AI code review is one of the most promising uses of language models in software engineering.
That opportunity is getting bigger, not smaller. More code is being written with AI assistance, which means human reviewers are increasingly asked to evaluate changes that were produced faster than they can comfortably inspect in depth. The bottleneck is no longer only writing code. It is reviewing enough of it, well enough, before it ships.
The goal of ai-reviewer is not to replace human judgment. The goal is to make human review scale better, with more consistency and better project awareness.
There are many strong commercial and open source tools in this space, and they have helped prove that AI review can be genuinely useful. But many approaches also fall into one of a few patterns:
- one large generic reviewer prompt that tries to do everything at once
- AI-flavored linting that is good at local issues but weak at deeper domain reasoning
- very broad repository context injection that can become slow, expensive, and difficult to control
- opaque review behavior that is hard to inspect, tune, or debug
Those approaches can be helpful, but they often leave teams with one of two tradeoffs:
- high cost and large token usage for broad context
- lower cost but weaker signal because the model is not given the right project-specific lens
For systems with meaningful domain complexity, those tradeoffs become more painful.
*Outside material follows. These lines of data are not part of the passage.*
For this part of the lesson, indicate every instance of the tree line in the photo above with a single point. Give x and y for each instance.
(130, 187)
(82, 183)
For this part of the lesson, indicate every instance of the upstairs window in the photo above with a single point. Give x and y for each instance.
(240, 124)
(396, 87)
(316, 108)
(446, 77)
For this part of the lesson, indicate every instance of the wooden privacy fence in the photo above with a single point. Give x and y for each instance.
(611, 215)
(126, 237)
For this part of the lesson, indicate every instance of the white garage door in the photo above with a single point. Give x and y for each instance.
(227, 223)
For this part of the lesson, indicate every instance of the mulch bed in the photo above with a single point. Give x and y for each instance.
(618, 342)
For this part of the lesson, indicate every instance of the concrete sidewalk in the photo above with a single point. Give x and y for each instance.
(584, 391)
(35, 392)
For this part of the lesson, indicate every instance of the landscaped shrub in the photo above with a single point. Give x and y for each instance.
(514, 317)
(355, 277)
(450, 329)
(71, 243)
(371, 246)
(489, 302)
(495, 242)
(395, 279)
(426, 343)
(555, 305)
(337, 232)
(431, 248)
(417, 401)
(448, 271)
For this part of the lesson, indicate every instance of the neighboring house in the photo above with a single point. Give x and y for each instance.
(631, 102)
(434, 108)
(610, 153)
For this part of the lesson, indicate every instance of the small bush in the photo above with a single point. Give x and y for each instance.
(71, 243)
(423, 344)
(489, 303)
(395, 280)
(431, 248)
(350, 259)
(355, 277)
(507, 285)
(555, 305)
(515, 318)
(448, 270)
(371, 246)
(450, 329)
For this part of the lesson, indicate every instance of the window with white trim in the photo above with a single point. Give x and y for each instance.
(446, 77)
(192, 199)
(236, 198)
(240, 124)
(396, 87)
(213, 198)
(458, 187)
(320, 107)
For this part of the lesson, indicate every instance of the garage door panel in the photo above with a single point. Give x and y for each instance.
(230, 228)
ai-reviewer is built on a different bet:
Code review is not one job. It is an orchestration problem.
A good review is usually the product of multiple specialized perspectives:
- security
- correctness
- architecture
- performance
- testing
- operational safety
- project-specific invariants
- historical and version-specific context
Instead of asking one generic reviewer to do all of that at once, ai-reviewer breaks review into smaller, more focused parts and composes them into a pipeline.
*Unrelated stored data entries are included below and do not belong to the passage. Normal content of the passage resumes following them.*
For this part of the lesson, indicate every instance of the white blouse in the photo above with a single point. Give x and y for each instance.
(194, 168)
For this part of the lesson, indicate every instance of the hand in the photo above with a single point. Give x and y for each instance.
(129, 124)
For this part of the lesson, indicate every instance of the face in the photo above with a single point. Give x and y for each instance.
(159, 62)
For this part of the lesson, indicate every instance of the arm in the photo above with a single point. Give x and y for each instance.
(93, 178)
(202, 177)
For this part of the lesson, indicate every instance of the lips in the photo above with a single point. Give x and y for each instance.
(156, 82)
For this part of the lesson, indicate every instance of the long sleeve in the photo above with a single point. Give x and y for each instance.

The system is designed around a few core ideas.
Each persona is meant to review with a narrow purpose. A persona should answer a specific question well, not perform a vague imitation of “senior engineer review.”
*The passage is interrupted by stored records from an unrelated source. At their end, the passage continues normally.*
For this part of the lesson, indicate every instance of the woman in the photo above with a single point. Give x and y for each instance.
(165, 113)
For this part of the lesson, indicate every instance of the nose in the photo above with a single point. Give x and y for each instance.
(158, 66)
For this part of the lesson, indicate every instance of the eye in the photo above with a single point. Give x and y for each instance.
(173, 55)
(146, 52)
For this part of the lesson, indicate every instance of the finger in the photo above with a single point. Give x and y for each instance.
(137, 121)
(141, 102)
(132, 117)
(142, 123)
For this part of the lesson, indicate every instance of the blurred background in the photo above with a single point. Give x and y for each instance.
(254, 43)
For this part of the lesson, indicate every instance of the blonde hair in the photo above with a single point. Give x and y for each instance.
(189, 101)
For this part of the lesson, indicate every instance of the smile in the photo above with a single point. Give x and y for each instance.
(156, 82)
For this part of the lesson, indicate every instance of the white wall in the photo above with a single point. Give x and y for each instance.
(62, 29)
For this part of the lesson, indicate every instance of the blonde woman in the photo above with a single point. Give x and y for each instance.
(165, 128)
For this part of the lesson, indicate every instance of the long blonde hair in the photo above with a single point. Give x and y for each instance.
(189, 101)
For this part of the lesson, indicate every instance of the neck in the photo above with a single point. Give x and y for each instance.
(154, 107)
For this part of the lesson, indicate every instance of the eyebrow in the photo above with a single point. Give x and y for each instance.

This makes prompts clearer and gives the system better odds of producing findings that are actually actionable.
Review policy should live with the repository being reviewed.
That is why the system favors:
- repo-scoped local artifacts under
.ai-review/<owner>/<repo>/... - versioned Markdown artifacts in the repository itself via
ai_reviewfrontmatter
This allows primers, personas, waivers, and operative documentation to evolve with the codebase instead of existing as ambient machine-local behavior.
The pipeline is intentionally multi-stage:
- gather context
- run explainers and reviewers
- normalize raw output into structured findings
- apply waivers as review policy
- aggregate the remaining findings into a concise report
The point is not complexity for its own sake. The point is to separate concerns so each step can be simpler, cheaper, and more inspectable.
Large context windows are useful, but they are not free.
The architecture tries to keep token use under control by:
- filtering personas to relevant files
- filtering primers to relevant changes
- allowing different model categories for different jobs
- using cheaper normalization and policy steps where possible
The goal is not “use the smallest model possible.” The goal is to spend tokens where they create the most review value.
AI review systems are only trustworthy if teams can inspect what happened.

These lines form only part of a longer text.